The quantities provided above are averages only.
600 grams
Potatoes
1 sachet(s)
Sesame Seeds
(Contains: Sesame May be present: Cereals containing gluten, Peanut, Nuts)
1 sachet(s)
Gochujang Paste
(Contains: Soya)
40 grams
Salad Leaves
1 sachet(s)
Aioli
(Contains: Egg, Mustard)
1 sachet(s)
Crispy Onions
(Contains: Wheat)
2 sachet(s)
Honey
10 unit(s)
Vegetable Gyoza
(Contains: Cereals containing gluten, Soya, Wheat May be present: Fish, Molluscs, Peanut, Sesame, Celery, Crustaceans, Egg)
1 unit(s)
Cabbage
to taste
Salt
to taste
Oil
to taste
Pepper
Preheat your oven to 240°C/220°C fan/gas mark 9. Chop the potatoes lengthways into 1cm slices, then chop into 1cm chips (peeling optional).
Pop the chips onto a large (lined) baking tray. Drizzle with oil, season well with salt and pepper, then toss to coat. Spread out in a single layer. When the oven is hot, bake on the top shelf until golden, 25-30 mins. Turn halfway through. TIP: Use two baking trays if necessary.
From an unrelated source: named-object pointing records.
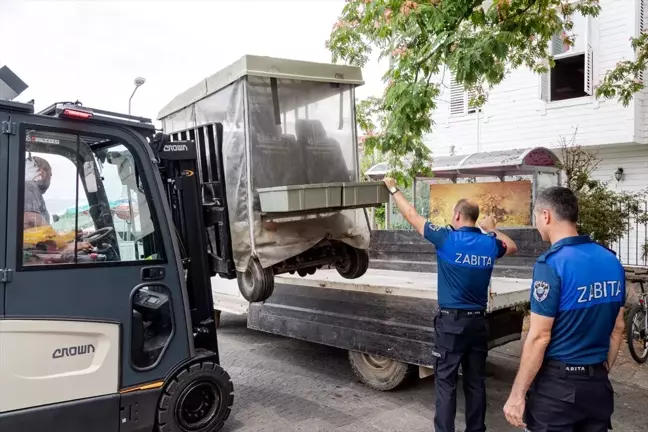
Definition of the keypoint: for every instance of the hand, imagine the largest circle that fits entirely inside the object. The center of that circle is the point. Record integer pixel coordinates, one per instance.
(80, 246)
(390, 182)
(514, 410)
(488, 224)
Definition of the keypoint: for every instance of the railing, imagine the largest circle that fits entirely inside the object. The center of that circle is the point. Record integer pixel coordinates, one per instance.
(632, 248)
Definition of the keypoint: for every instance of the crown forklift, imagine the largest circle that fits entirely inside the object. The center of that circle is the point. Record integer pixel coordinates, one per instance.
(110, 327)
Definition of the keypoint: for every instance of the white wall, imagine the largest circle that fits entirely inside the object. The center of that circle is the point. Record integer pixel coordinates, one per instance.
(515, 116)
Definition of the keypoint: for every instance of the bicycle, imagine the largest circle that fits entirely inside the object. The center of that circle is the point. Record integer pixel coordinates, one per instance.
(637, 328)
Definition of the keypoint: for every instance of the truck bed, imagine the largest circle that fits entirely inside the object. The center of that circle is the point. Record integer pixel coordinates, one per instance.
(504, 292)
Halve the cabbage, cut out and discard the tough core, then thinly slice. Mix well with aioli.
Just before serving toss the salad leaves in the slaw. Season to taste wit salt and pepper.
With 15 mins remaining on the potatoes, scatter over the sesame seeds on them and cook the remaining time in the oven.
Place a pan on medium-high heat with a drizzle of oil.
Once hot, add the gyozas and fry until golden on all sides, 4-6 mins.
Add a splash of water, cover and cook for another 2-3 mins.
Once the gyoza are ready, remove the pan from the heat, remove the lid and drizzle over the gochujang and honey.
Turn the gyozas so they're nicely coated in the glaze.
Tip: Turn the gyozas carefully to avoid tearing.
When everything's ready, transfer the gyozas to your plates.
Serve with the slaw salad and sesame chips and scatter over the crispy onion.